Finding Identity by Writing a Bio

Posted: 16th January 2010 by admin in Uncategorized

I like to blog so writing bios is something I have done for quite awhile. But I never really realized until recently, just how important that has been in dealing with issues of identity. Until I discovered I was a TCK, I was sort of like a kite, flapping in the wind, blown this way and that, with no real direction.

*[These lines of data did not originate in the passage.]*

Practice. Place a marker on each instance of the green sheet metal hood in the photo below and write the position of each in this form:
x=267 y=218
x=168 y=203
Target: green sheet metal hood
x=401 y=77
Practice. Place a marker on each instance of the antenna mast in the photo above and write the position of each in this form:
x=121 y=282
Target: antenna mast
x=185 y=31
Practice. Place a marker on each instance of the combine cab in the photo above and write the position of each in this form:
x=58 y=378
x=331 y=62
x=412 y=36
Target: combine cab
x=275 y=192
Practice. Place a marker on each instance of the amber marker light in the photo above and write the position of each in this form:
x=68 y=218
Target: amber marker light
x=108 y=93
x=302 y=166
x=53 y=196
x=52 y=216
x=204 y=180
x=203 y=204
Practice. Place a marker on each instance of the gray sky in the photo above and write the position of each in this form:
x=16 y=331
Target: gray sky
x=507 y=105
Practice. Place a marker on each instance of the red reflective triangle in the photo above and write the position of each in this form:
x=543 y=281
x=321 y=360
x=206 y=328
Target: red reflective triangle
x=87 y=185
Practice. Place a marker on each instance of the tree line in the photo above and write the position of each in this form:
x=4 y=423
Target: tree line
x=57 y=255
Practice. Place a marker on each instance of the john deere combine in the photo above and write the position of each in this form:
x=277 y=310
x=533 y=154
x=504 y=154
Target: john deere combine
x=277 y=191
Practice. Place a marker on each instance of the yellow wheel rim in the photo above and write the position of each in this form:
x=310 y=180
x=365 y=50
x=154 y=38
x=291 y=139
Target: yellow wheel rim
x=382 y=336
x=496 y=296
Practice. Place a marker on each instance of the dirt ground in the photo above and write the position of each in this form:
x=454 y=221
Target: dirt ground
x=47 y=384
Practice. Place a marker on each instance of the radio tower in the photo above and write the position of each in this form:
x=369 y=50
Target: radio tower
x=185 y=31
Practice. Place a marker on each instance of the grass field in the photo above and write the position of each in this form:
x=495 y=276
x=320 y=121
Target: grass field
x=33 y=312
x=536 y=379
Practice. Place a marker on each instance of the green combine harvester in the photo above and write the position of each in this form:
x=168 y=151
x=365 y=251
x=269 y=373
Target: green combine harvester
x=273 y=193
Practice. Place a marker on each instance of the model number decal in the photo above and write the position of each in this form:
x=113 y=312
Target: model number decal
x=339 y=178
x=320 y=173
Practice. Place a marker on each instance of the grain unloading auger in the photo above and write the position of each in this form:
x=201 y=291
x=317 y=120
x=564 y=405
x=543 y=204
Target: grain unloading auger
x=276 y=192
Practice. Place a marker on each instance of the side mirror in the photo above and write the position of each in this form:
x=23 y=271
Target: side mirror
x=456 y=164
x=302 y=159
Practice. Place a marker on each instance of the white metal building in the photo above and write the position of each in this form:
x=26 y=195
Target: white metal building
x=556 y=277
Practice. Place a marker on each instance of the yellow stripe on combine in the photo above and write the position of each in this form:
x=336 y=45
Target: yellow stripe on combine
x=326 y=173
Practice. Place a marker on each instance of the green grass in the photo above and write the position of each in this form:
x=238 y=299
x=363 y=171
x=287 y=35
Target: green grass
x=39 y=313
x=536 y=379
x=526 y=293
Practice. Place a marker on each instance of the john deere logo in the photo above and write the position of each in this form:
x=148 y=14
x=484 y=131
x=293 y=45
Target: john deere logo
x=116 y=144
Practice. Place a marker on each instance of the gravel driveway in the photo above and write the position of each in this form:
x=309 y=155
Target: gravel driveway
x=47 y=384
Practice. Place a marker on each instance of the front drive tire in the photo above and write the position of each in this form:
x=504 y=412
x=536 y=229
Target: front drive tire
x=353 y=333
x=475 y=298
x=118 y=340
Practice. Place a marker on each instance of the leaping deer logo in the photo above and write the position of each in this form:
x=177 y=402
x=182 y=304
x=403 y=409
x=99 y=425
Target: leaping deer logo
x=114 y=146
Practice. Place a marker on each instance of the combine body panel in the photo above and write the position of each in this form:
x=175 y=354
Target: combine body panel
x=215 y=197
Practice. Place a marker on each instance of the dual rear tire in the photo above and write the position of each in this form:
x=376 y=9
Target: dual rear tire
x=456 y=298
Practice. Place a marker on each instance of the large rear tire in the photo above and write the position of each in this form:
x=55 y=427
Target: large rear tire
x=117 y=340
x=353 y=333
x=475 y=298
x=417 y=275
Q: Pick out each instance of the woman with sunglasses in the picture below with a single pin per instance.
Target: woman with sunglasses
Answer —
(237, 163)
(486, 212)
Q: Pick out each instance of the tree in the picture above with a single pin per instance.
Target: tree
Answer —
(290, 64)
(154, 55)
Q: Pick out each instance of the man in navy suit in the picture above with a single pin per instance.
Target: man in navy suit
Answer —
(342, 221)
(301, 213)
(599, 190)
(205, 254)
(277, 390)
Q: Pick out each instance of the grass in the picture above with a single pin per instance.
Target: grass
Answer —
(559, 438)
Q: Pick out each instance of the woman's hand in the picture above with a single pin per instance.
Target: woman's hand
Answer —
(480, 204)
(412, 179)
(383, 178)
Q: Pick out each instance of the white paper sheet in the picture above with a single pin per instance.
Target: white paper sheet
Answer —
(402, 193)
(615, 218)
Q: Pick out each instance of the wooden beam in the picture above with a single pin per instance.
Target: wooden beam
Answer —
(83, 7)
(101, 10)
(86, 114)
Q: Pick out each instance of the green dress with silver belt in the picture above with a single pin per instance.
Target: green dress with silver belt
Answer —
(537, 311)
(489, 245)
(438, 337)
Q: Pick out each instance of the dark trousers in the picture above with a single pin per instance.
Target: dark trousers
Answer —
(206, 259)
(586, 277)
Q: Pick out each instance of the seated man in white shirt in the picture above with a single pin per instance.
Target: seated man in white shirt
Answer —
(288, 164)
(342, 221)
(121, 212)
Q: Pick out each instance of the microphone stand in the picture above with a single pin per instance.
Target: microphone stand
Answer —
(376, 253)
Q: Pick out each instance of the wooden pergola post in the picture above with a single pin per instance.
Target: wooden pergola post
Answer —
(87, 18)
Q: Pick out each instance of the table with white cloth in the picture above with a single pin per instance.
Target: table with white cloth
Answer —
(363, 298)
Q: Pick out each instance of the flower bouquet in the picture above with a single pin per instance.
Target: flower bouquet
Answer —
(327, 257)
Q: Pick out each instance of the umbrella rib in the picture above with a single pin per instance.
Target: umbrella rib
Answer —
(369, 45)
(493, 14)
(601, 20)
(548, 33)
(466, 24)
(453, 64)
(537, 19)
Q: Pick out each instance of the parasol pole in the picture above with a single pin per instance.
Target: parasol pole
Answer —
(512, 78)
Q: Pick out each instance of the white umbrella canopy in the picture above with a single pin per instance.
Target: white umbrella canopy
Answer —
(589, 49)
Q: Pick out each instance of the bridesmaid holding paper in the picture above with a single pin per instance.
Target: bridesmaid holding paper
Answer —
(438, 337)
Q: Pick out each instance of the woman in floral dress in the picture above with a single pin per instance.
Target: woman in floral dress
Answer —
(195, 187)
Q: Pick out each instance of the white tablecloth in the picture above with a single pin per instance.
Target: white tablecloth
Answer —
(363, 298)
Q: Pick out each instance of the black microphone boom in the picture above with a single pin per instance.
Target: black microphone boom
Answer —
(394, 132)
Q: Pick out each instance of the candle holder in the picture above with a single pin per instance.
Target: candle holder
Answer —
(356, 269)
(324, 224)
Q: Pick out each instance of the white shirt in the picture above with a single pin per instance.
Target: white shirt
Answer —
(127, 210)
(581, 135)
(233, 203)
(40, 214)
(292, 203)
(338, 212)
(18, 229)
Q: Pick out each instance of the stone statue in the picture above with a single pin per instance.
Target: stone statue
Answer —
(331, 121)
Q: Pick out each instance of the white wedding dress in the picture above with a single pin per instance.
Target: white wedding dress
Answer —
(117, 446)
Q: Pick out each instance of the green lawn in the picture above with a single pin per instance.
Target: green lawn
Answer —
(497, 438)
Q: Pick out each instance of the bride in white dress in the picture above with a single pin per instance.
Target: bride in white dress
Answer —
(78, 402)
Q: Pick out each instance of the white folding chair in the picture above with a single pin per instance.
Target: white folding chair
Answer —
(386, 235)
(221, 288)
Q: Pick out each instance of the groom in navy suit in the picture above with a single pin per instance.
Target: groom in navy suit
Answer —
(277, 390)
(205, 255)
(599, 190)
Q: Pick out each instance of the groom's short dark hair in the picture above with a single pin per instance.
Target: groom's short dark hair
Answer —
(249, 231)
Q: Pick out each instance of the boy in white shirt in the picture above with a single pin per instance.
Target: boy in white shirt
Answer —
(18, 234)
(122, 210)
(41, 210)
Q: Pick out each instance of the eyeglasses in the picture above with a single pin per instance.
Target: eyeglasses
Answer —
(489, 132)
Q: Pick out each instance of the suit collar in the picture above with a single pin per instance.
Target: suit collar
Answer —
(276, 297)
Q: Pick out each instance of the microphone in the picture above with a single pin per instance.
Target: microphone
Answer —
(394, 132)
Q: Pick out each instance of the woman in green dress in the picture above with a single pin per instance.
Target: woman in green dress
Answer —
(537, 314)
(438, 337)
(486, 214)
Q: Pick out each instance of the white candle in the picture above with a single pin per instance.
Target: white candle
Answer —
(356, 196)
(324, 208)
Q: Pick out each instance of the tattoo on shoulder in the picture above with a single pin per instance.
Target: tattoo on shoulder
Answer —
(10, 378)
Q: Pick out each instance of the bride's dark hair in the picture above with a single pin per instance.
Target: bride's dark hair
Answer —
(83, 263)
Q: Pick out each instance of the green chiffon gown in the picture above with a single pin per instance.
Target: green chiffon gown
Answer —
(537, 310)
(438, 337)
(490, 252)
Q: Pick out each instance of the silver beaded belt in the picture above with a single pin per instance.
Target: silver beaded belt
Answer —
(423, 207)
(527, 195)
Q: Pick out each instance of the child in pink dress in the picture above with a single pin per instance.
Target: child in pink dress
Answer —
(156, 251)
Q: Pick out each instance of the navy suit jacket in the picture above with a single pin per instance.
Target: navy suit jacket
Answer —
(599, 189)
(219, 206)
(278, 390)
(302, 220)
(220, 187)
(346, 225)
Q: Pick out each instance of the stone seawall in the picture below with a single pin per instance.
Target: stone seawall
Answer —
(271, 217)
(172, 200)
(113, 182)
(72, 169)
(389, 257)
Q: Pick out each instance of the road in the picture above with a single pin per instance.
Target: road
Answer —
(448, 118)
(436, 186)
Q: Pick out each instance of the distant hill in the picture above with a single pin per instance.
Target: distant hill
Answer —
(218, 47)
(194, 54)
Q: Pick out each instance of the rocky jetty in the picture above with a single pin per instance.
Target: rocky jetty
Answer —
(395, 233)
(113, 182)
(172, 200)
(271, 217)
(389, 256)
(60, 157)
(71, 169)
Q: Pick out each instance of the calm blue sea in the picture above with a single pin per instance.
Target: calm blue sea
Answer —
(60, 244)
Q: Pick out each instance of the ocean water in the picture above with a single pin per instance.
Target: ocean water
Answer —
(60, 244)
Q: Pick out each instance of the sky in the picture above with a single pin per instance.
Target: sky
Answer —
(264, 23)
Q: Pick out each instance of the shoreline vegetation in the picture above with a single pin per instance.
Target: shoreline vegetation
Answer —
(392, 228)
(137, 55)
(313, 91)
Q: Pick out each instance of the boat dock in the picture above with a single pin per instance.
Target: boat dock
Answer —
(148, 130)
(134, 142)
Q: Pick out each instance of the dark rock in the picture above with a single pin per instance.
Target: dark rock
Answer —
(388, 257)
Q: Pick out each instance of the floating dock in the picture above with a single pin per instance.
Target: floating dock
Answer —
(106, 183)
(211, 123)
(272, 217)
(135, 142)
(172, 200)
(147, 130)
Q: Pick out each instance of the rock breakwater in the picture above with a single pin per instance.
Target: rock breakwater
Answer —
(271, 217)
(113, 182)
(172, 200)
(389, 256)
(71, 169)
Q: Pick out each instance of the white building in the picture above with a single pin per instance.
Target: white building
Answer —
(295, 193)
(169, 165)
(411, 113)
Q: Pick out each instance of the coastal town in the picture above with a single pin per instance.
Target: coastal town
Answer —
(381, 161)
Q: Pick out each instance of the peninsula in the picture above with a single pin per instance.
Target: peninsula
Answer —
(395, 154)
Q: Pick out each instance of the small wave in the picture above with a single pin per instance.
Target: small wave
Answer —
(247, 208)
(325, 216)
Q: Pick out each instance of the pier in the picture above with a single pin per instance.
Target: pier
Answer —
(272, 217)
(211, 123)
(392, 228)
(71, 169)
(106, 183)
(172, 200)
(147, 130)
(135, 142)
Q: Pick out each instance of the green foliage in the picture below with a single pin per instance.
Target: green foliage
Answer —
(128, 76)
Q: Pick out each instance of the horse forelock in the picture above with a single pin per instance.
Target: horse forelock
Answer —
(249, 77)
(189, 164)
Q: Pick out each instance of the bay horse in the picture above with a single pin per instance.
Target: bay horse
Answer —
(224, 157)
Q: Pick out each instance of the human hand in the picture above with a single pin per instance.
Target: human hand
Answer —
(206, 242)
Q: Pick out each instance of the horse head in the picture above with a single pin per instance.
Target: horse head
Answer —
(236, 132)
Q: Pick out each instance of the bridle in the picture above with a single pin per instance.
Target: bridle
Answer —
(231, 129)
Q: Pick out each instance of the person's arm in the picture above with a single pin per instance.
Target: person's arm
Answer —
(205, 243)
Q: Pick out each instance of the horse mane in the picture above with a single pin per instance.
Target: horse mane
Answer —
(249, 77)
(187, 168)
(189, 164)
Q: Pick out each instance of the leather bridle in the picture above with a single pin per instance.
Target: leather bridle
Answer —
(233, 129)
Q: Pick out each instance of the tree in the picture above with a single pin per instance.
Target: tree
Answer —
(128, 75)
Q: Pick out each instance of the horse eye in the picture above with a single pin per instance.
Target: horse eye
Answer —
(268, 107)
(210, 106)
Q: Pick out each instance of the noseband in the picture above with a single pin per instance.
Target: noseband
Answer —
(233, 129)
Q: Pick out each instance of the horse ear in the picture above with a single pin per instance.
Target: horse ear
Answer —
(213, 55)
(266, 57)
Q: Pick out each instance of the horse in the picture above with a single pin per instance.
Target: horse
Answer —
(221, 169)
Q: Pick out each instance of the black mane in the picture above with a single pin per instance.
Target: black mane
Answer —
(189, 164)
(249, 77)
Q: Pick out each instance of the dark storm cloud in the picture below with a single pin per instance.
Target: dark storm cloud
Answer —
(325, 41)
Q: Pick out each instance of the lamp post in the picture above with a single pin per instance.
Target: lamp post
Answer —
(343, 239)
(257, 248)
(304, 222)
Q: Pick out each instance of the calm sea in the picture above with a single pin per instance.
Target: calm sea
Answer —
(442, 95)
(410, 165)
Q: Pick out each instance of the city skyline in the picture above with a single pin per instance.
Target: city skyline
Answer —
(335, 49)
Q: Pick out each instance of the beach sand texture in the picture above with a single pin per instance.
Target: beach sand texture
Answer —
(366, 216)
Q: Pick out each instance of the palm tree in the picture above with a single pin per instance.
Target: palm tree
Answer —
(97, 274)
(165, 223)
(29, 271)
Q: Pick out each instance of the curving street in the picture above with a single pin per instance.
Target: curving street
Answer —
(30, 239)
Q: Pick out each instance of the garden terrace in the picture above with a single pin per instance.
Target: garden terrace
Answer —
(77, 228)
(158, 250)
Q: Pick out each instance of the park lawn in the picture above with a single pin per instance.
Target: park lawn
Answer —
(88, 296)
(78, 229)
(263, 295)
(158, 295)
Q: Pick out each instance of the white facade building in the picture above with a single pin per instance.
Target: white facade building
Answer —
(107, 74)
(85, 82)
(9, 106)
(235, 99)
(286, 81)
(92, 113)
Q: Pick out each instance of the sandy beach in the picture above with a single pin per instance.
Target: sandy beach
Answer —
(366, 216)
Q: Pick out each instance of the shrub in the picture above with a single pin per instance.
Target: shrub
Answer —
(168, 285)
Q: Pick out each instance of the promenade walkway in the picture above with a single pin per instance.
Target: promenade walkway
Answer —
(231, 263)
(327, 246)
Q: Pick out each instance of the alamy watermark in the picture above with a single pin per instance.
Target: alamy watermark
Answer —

And the deep shame of it, was that I’m 43 years old! People expect that from you when you’re young, but when you’re in your 30’s and forties, it gets to be a little embarrassing and you start thinking that there is something definitely “wrong” with you because you can’t seem to “know thyself”, the way all your friends do. You look around and it seems like you are the only person you know who doesn’t have a firm grasp on who they are, what they like, don’t like, what their talents/strengths and weaknesses are.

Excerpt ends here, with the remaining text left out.